If enacted, Bill will enhance certainty, uniformity, and fairness in levying property rates across county governments.

“The proposed Bill seeks to provide a uniform legislative framework for both the National and county governments, governing the imposition of rates and property valuations as per the Constitution’s contemplation,” Nyamoko noted.

Rating laws

Currently, various counties have established their rating laws, often differing from one another.

By having a single legislation governing all the devolved units and the National government, the North Mugirango legislator noted that the proposed law, if passed, will bring harmony and consistency in the rate collection process.  “Bill seeks to provide for enhancement, certainty, uniformity and fairness in levying of property rates by the county governments,” he stated.

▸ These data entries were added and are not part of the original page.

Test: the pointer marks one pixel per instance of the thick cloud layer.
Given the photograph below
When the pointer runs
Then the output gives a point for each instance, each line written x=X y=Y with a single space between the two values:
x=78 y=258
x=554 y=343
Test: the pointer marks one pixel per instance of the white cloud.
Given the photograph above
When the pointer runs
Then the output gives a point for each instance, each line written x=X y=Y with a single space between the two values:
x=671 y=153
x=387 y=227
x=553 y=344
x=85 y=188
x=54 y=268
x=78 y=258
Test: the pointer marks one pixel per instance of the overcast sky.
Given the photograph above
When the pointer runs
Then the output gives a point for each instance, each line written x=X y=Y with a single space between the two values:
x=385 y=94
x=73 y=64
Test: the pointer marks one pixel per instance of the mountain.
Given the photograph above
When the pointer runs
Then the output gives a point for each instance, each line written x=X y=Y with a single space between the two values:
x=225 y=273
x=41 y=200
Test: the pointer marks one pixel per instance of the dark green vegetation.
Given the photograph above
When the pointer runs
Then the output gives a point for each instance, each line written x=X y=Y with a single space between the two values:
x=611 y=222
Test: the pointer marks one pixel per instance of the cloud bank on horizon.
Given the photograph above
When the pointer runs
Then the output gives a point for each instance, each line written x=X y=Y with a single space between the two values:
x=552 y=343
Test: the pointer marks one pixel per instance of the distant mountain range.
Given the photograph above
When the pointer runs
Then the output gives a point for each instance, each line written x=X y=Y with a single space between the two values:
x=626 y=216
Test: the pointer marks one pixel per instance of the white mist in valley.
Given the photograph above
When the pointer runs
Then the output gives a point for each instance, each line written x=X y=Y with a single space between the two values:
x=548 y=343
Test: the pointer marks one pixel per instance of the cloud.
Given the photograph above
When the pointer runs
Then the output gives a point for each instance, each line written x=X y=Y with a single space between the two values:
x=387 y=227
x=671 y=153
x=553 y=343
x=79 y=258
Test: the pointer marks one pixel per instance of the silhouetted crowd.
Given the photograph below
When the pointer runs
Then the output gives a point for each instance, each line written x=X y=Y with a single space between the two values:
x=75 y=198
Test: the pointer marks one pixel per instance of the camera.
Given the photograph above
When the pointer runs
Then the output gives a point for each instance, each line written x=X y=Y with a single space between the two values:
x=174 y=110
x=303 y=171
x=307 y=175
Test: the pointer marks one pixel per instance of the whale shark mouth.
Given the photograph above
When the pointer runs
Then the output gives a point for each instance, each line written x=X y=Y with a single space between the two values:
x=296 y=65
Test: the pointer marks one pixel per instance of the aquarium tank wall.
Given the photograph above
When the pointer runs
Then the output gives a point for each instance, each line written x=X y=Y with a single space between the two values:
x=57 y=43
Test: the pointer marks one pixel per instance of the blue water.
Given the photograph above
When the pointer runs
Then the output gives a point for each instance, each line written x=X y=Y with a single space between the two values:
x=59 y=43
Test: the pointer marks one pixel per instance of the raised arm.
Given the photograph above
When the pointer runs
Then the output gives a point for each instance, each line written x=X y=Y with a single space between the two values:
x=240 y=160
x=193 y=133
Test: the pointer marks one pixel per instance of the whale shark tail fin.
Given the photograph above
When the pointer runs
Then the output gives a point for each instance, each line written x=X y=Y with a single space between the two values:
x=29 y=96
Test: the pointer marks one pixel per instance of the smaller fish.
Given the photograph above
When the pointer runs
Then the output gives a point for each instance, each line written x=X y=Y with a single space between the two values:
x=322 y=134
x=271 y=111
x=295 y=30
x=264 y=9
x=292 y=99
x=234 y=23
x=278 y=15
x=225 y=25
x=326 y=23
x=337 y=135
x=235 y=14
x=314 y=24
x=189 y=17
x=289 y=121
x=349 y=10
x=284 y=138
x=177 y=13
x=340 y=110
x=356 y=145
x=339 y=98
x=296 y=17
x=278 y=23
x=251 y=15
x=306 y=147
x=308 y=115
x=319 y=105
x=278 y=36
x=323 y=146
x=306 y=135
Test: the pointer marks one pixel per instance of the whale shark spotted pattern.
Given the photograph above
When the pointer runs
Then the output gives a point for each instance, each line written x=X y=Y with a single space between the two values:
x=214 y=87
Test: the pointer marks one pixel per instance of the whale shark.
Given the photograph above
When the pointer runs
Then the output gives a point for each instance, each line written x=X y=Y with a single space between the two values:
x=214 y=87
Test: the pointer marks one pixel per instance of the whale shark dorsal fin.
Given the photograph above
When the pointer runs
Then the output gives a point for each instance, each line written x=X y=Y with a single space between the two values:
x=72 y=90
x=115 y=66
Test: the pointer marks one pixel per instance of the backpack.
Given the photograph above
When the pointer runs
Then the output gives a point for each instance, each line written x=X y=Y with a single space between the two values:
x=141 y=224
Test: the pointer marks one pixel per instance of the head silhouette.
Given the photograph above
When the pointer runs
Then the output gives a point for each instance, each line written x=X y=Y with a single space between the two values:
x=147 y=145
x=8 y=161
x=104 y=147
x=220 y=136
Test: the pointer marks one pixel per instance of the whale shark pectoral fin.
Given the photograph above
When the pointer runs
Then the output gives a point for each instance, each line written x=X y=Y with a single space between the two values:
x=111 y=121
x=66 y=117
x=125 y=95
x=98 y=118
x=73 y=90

While moving the Bill, National Assembly Majority Leader Kimani Ichung’wa, said if enacted, it will guarantee secure own-source revenue for devolved units that have struggled in generating enough funds independently.

 “The Bill aims to eliminate disparities between counties in terms of the rates and taxes imposed, which can have adverse effects on businesses and individuals. Uniformity in taxation will promote a more balanced and conducive business environment across the country,” Ichung’wa said.

The Kikuyu MP charged that a substantial number of people in major cities like Nairobi, Kisumu, Mombasa and Nakuru own owners of rate-able properties and they expect county governments to offer them adequate services but there is a lot of non-uniformity and unfairness in the manner they pay rates.

“In Embakasi East Constituency where we also have slum billionaires, you will find somebody with five acres of land, the amount of money they pay in terms of rates to the Nairobi City County is negligible compared to what somebody in Lavington or Kilimani pays for, say, half an acre or quarter of an acre,” said Ichung’wa.

According to Ichung’wa, the current law creates a situation where there is no uniformity and fairness in the taxes and property rates levied by counties.

“The only reason why taxes, levies, and rates are levied on people is because you are the people enjoying the services offered by the county governments. This Bill seeks to create that uniformity and fairness in levying of property taxes by county governments,” he held. The Bill also seeks to enhance the use of appropriate technology in undertaking valuation for rating and rating-related purposes.

Parking fees

A study conducted in 2018 by the National Treasury in collaboration with the World Bank on the Own Source of Revenue Potential and Tax-Guard Study in the Kenya County Governments, revealed that the revenue potential of the devolved units ranged between Sh55 billion and Sh173 billion, a stark contrast to the Sh35 billion currently being collected.

Nyamoko said it was evident that the revenue collected from properties and land rates is not as attractive as the revenue generated from parking fees and health facilities.

According to Nyamoko, the proposed law aims to repeal the outdated Valuation of Rating Tax, and the Rating Act, which were enacted back in 1956 and 1964, respectively, adding that the acts lack a clear legal framework aligned with the Constitution and the devolved system

The objective of this bill is to broaden the tax base, thereby creating a more substantial revenue source to empower county governments in addressing their pressing needs effectively.